I enjoyed the performances of Fassbender, obviously, but the cast is uniformly strong: Danny McBride’s Tennessee is a better-realised character than Idris Elba’s Prometheus pilot; Katherine Waterson’s Daniels is flawed yet determined, and Billy Crudup’s Oram is nervily weak. These four pull the thing together, and the performances serve the work well. Guy Pearce’s returning Peter Weyland – a bit younger – is delightfully obnoxious, too. (Of course the fucker has Michelangelo’s David in his fucking lounge.)

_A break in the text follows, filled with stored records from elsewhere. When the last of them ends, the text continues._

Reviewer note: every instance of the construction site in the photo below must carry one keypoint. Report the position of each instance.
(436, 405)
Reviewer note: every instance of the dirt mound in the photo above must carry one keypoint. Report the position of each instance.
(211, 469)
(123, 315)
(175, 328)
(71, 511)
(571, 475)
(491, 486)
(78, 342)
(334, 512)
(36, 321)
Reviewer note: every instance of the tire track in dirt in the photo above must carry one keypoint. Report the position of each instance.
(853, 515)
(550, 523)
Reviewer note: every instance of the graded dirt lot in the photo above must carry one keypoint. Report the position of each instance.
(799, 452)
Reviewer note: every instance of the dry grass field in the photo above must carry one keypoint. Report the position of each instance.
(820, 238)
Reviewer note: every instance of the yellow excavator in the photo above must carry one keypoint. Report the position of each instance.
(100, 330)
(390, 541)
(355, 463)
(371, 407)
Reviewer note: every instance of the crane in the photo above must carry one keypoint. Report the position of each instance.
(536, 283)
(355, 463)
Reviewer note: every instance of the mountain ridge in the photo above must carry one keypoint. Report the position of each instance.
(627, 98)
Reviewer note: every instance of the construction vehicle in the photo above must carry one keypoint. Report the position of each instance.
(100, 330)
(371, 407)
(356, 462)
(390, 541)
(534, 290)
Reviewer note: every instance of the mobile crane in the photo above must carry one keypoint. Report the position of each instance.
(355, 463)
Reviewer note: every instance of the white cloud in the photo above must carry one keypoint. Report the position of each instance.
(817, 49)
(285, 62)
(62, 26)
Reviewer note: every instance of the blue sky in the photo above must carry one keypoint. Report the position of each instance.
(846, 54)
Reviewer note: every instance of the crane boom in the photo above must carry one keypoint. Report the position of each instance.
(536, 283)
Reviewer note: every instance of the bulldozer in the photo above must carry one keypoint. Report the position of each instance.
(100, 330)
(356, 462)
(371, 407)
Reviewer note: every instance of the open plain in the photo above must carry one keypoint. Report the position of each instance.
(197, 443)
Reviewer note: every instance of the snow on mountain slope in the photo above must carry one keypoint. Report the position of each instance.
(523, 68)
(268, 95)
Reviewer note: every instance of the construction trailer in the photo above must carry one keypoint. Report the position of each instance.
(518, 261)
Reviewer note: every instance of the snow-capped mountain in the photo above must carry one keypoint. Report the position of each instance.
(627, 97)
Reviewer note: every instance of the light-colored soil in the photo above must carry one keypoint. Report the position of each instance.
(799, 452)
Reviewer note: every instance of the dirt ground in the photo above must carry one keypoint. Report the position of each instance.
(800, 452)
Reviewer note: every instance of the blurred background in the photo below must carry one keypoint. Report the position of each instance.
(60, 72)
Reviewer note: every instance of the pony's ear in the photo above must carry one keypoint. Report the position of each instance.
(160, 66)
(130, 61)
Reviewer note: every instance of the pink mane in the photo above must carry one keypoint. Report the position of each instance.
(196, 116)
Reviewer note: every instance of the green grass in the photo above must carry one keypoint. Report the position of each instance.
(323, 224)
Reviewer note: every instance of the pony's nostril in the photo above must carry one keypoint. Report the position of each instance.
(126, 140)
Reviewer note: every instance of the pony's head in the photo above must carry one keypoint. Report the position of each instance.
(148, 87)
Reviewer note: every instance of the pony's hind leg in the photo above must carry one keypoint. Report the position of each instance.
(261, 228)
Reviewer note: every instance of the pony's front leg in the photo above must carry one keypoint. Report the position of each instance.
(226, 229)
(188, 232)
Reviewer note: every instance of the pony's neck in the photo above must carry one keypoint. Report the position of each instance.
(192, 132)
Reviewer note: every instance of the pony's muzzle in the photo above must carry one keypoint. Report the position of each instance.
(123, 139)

The thing looks the part, and the production values are strong. There’s an excellent soundtrack by Jed Kurzel, and the landscape shots are absolutely spectacular. (As critiqued as Prometheus was, you can’t deny the power of the waterfall shots as it begins: there’s a lot to match it here. Milford Sound is ridiculously beautiful.)The resurrected weird architecture of Prometheus has more purpose here, now, and the distinct Roman feel gives everything a sense of timeless tragedy that didn’t seem apparent in the previous film. The spacecraft sets feel utilitarian but have the clean industrial elegance you’d expect; everything feels right.

(Well, everything except the things stuck on the wall in the galley that I know are doorbells the crew must have got from Bunnings, because I almost bought some the same myself.)

This has rambled on long enough, but suffice it to say that if you have any affection for the franchise, this is worth seeing. It’s more grim than expected, but that’s welcome; given that the films are as much about failure as they are success, it’s interesting to see Scott give us a world where the darker side is triumphant. I’ll certainly be picking it up when it hits blu-ray.